Transformers do not convert anything to DC. It requires a rectifier to do that.

I also do not think that you would ever be able to get any burn marks with 12 volts.

George


----------



## Brink (Nov 22, 2010)

GeorgeC said:


> Transformers do not convert anything to DC. It requires a rectifier to do that.
> 
> I also do not think that you would ever be able to get any burn marks with 12 volts.
> 
> George


12k = 12,000


----------



## MTL (Jan 21, 2012)

GeorgeC said:


> 12 volts?
> 
> G


12,000 volts, actually, some neons go north of 15k. And a high voltage diode can convert it to DC.

Sent from my DROID BIONIC using Woodworking Talk


----------



## WillemJM (Aug 18, 2011)

MTL said:


> 12,000 volts, actually, some neons go north of 15k. And a high voltage diode can convert it to DC.
> 
> Sent from my DROID BIONIC using Woodworking Talk


If the video said it is DC, I missed it.
Can't guarantee it, as I have not tried it, but I will be surprised if one of these won't do the job just fine. You can probably even downsize to smaller one sold at Lowes.

http://www.fishock.com/store/electric-fence-charger/ss-4000x

You may want to add a little salt to the water, to get the right conductivity.


----------



## ohoutved (May 25, 2012)

After I have seen the video on Youtube, I began to investigate what kind of material that I should use in order to do a replicate of Mike's setup.

First of all, if you really want to give it a try, then I would suggest that you contact Mike by e-mail ([email protected]), - copied from his homepage http://www.thunderwoodarts.com.
I'm sure he would answer all the questions that you might have, rather than see any of you being hurt.

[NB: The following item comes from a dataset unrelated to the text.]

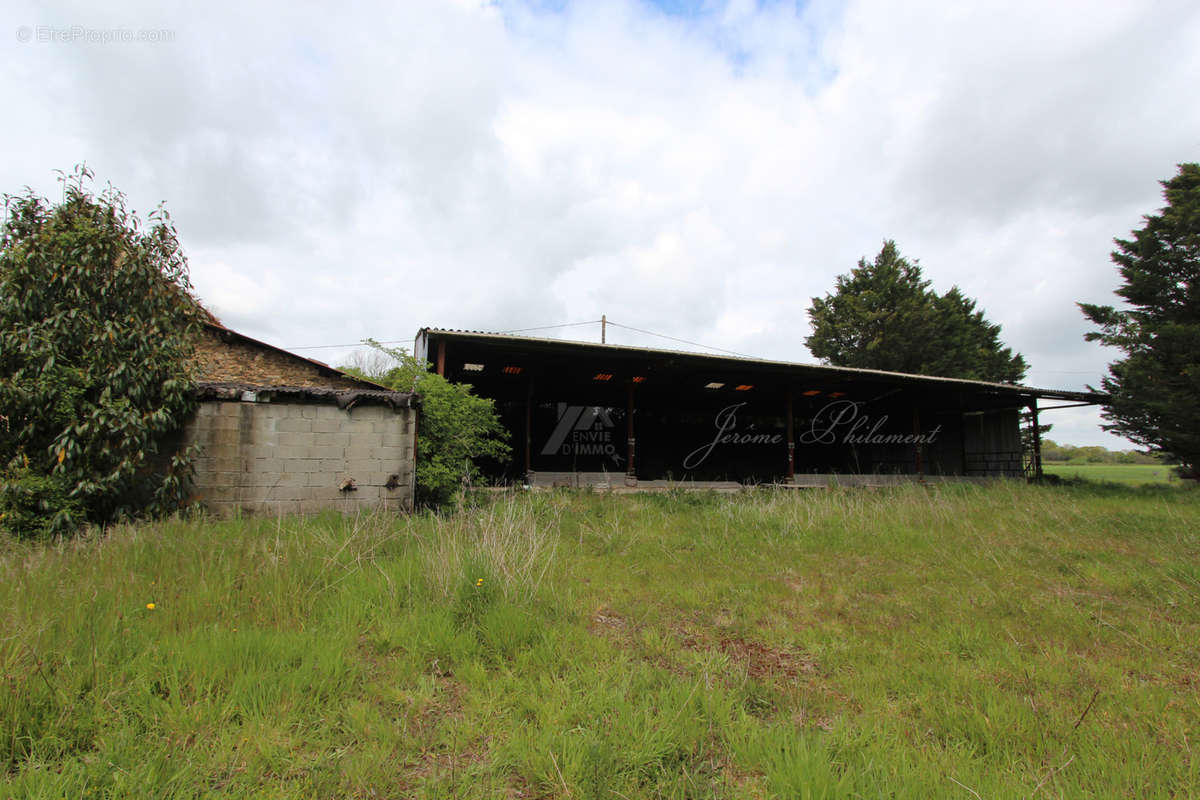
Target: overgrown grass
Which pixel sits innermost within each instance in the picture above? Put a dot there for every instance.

The project: You don't need a 12k VAC trafo to do this!! - 2k VAC is more than enough for most projects. What you don't see on the video is that Mike is adjusting the primary mains voltage using a variable trafo, where he can adjust the voltage from 0-110/220 VAC. I have tried the setup using a 2k AC neon trafo, with the vario-trafo adjusted to 30-50 percent of the mains voltage, and that works fine. Turning to full power will probably burn deep grooves in the wood before you get the very delicate patterns which are the most interesting part of the pattern. In top of that, - the vario-trafo will normally have galvanic separation of the mains voltage supply to the input voltage to the neon trafo, making the project a bit more safe, - but still very hazardous if you are not very careful.

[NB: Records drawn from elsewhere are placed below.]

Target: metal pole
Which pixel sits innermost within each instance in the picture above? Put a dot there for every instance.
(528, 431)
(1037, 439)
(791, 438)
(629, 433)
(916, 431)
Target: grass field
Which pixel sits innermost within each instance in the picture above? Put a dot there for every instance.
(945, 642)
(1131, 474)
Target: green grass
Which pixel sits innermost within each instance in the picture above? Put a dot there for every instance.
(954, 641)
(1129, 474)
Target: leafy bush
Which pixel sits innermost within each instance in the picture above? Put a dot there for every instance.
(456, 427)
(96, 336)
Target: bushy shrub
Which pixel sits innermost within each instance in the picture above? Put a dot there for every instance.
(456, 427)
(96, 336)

Without knowing what Mike is using to conduct the current, I would think that it is a NaCl solution (probably a dissolution of approx. 30%) which makes the water conducting. This salt solution is first of all applied to the two electrodes in order to make the current flow to the wood surface. Next it is sparsely applied to the woods surface where you would like the pattern to be burned. Too much water makes a kind of short circuit, prolonging the time before the burning begins.
What I also found out is that it is a good idea to have some clean water available to apply to the spot where the burns should not continue. Fresh water will dilute the salt water making it less conductive.

So if you want to try - then go ahead, - but please be very carefull, - and please don't blame me if anything goes wrong!! - It is fun to try but still very dangerous stuff. Please contact Mike if you have any questions, before risking your own health.

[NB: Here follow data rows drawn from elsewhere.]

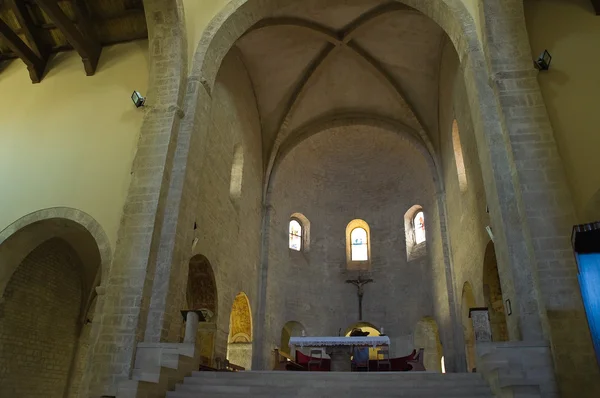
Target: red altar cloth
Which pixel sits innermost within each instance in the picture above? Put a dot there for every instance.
(398, 364)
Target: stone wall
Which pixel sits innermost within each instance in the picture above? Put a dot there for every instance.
(332, 178)
(229, 226)
(466, 208)
(39, 323)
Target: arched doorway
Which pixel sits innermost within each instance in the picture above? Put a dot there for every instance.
(239, 347)
(290, 329)
(49, 268)
(492, 293)
(39, 321)
(201, 295)
(427, 336)
(468, 302)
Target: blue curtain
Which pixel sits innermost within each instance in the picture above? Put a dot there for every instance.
(589, 280)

I myself is an electrician, and trust me I know how 2k VAC, 20k VAC and 40k VDC feels, -and it is absolutely not childrens toy, and you should not fool around with this if you are not absolutely sure what you are doing. It highly dangerous stuff, and can kill you if you make even the smallest mistake!!

______________
Ole
Denmark


----------



## DST (Jan 10, 2011)

Would a welder work?


----------



## Brink (Nov 22, 2010)

DST said:


> Would a welder work?


No, the open voltage is usually not more than 80v.


----------